In case you haven’t noticed, a veritable parade of “household names” have fallen in line over the past six months to lampoon MMT and cast aspersions on those who champion the theory.
Virtually none of the criticism is couched in rational terms – MMT’s detractors (outside of economic circles, anyway) generally avoid serious engagement with the theoretical underpinnings on the excuse that the idea itself isn’t worth serious discussion. Of course that logic fails – it’s self-referential.
What the cacophony of criticism lacks in veracity, it tries to make up for with hyperbole, ad hominem and allusions to the Weimar Republic. In other words, critics have simply resorted to fearmongering, in part because the theory has found an audience with the likes of Alexandria Ocasio-Cortez who, along with other progressives, are threatening to upend capitalism, a system that works for virtually nobody and is injurious to many, but which is nevertheless worshipped uncritically by almost everyone (capitalism is a lot like religion in that regard).

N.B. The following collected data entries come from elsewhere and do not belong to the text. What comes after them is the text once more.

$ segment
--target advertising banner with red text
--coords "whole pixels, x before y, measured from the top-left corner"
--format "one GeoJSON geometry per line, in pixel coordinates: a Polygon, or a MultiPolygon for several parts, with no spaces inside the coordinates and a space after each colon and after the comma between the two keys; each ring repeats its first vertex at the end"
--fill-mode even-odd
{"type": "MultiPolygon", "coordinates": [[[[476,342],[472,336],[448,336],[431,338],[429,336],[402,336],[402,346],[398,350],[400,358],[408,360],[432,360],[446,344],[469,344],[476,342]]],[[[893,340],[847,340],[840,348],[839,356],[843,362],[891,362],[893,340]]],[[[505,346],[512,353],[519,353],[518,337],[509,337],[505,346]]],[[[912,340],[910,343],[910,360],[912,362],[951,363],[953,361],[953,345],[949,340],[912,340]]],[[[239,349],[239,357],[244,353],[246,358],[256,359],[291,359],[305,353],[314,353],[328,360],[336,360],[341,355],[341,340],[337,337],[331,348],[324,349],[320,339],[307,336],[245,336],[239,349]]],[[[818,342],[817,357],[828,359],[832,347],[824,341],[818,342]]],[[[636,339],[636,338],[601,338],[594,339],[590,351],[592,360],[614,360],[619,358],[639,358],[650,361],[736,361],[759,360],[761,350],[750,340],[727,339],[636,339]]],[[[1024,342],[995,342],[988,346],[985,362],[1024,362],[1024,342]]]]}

MMT has been castigated by Jerome Powell, Warren Buffett and Christine Lagarde, for instance. Earlier this year, Jeff Gundlach called the theory a “crackpot” idea and last week, Lacy Hunt made the laughably bombastic claim that if we went down the road towards allowing the Fed to print money (in a literal sense), “in very short order nearly 100% of our people would be miserable, absolutely miserable.”

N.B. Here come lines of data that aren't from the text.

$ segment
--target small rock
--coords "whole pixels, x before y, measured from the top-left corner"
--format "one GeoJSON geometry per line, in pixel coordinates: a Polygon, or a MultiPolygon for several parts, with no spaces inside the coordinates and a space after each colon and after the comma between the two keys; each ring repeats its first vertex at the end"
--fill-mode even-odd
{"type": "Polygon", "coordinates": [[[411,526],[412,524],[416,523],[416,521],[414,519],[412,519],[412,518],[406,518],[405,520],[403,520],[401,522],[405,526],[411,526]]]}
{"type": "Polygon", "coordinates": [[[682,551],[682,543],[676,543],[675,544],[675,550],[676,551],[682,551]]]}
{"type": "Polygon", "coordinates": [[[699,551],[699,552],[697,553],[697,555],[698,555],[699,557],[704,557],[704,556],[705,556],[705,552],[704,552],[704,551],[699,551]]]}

Wall Street has adopted a more academic approach to things, eschewing doomsday prophecies for, you know, actual debate and intelligent analysis.
“Without endorsing MMT in its entirety, we think its proponents make a couple of points that are both correct and important”, Goldman’s Jan Hatzius wrote last month, for example.
“This is essentially what the US did in response to the Great Recession, combining large budget deficits with large Quantitative Easing programs”, BofA’s Ethan Harris said the same day, adding that while “critics argued that this ‘debasing the currency’ could trigger runaway inflation we strongly disagreed.” BofA did express reservations about MMT in the same note.
Well, on Tuesday, Carl Icahn went ahead and tossed out a couple of meaningless soundbites, apparently just so he’d be on record as coming out against MMT. Here’s what he told Bloomberg in an interview:
You can print money up to a point, but after that point, it could become very dangerous. We don’t want to hit a wall that you can’t recover from. Once you get into an inflationary spiral, it’s very difficult to get out of it — and therein lies the danger.
That is so laughably short on specifics and so bereft of anything that even approximates analysis that one wonders why Carl even bothered.
I’ll tell you what – I’m just going to go ahead and cherry pick a quote from a 2016 CNBC interview with Icahn in the interest of making a larger point about why you should be skeptical when it comes to MMT fearmongering.
Listen below as Carl calmly explains to Joe Kernen how “ridiculous” it is for anyone to obsess over the deficit in a country that prints the world’s reserve currency:
Got that? Here it is again:
We need fiscal stimulus. And this whole obsession with the deficit is ridiculous, I mean the right wing of the Republican party, if you talk to them, you ask them what’s so bad about the deficit at this time, and really there is no answer. They just can’t answer it. I – would tell you that – uhh – in an economy like ours, where you have a reserve currency, this fear of the deficit is completely overdone.
We’ll pause for laughter as you compare that to what Icahn said Tuesday about MMT’s potential to cause an “inflationary spiral”.
Now please, 2019 Carl, tell us again how “very dangerous” MMT is – because it doesn’t sound like 2016 Carl agrees.